The result being an almost nonexistent reality where there are no mental health professionals and thousands left untreated. Fortunately, countless experiments in developing countries have proven to successfully treat depression and other mental illnesses. The experiments demonstrated that counselors drawn from local communities could be trained to deliver psychosocial interventions for depression and anxiety, with even larger recovery rates as opposed to institutionalized health care centers.
The solution to mental illnesses could be easily found in you and me, ordinary people in the community who can be trained to deliver psychotherapy when needed.
Ken Kesey’s book, One Flew over the Cuckoo’s Nest, provided the traditional setting that was seen throughout the United States during the mid-1900s. The novel provided a fictional account on the horrors and mistreatment of patients in a mental hospital in the 1950s. The story was reflective in both its structure and nature of its inspiration, Oregon State Hospital.

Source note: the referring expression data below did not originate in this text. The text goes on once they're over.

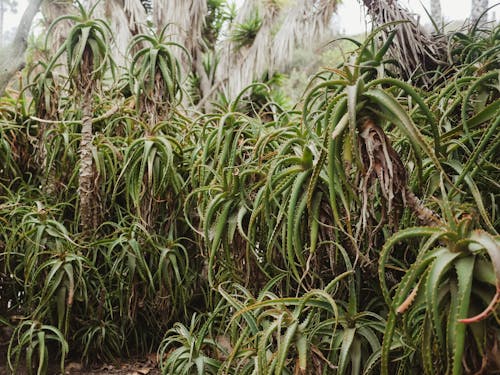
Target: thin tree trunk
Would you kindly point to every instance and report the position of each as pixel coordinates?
(86, 186)
(477, 8)
(14, 58)
(436, 14)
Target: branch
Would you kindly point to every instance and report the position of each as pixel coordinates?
(14, 54)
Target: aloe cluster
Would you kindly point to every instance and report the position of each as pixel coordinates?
(356, 232)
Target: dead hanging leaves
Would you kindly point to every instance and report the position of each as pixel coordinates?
(381, 163)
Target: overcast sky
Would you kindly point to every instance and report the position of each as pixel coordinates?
(350, 17)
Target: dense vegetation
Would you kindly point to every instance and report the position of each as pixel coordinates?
(356, 232)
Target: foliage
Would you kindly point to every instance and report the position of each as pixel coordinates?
(356, 232)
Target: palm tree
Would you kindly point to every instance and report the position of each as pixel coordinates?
(14, 58)
(298, 23)
(414, 49)
(478, 7)
(88, 57)
(436, 13)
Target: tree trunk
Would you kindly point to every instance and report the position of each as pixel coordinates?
(87, 184)
(14, 56)
(86, 188)
(436, 14)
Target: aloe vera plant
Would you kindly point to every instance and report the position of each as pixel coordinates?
(356, 232)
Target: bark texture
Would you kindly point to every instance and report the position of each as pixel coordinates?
(87, 184)
(14, 59)
(414, 49)
(477, 8)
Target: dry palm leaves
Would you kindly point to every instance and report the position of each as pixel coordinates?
(382, 163)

The hospital itself was also infamous for treating its patients fairly terribly and performing large acts of electroconvulsive therapy. In the book, electric shock therapy was seen as the go-to when a patient got unruly, a treatment still seen in the modern day to treat severe depression instead of other advanced methods. A modern day outlook shows more direct treatments being developed to treat schizophrenia and other mental illnesses as opposed to electric shock therapy and lobotomies.

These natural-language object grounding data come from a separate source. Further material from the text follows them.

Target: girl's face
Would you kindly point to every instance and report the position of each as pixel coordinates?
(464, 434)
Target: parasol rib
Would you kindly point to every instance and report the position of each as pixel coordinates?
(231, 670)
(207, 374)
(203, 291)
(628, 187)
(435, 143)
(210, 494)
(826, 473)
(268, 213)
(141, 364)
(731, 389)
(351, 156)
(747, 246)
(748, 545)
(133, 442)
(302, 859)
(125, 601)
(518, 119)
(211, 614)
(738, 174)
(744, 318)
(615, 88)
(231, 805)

Ellen Baxter was able to describe a similar world that Patel envisioned, but this time in a small village by the name of Geel. The village provided a safe haven for the mental ill and even took one more step as in embracing the unique individuals. Residents not only accepted their eccentric or disruptive behaviors but also came up with creative ways to manage their obsessions or fears instead of punishing the mentally ill, something prevalent in the Cuckoo’s Nest. This alternative to aggressive mental wards proved successful as Geel is one of the few that has endured.
Many psychiatrists such as Jacques-Joseph Moreau visiting the village have commented on its unique treatment as “the best standard of practice for mental disorders”. As a result, a burning question arises as to why this hasn’t been replicated to more cities. Further research indicates that insane asylums became norm in the twentieth century as they showed the most promising results and secluded the mentally ill from the common folk. Geel became the source of a great debate in psychiatry.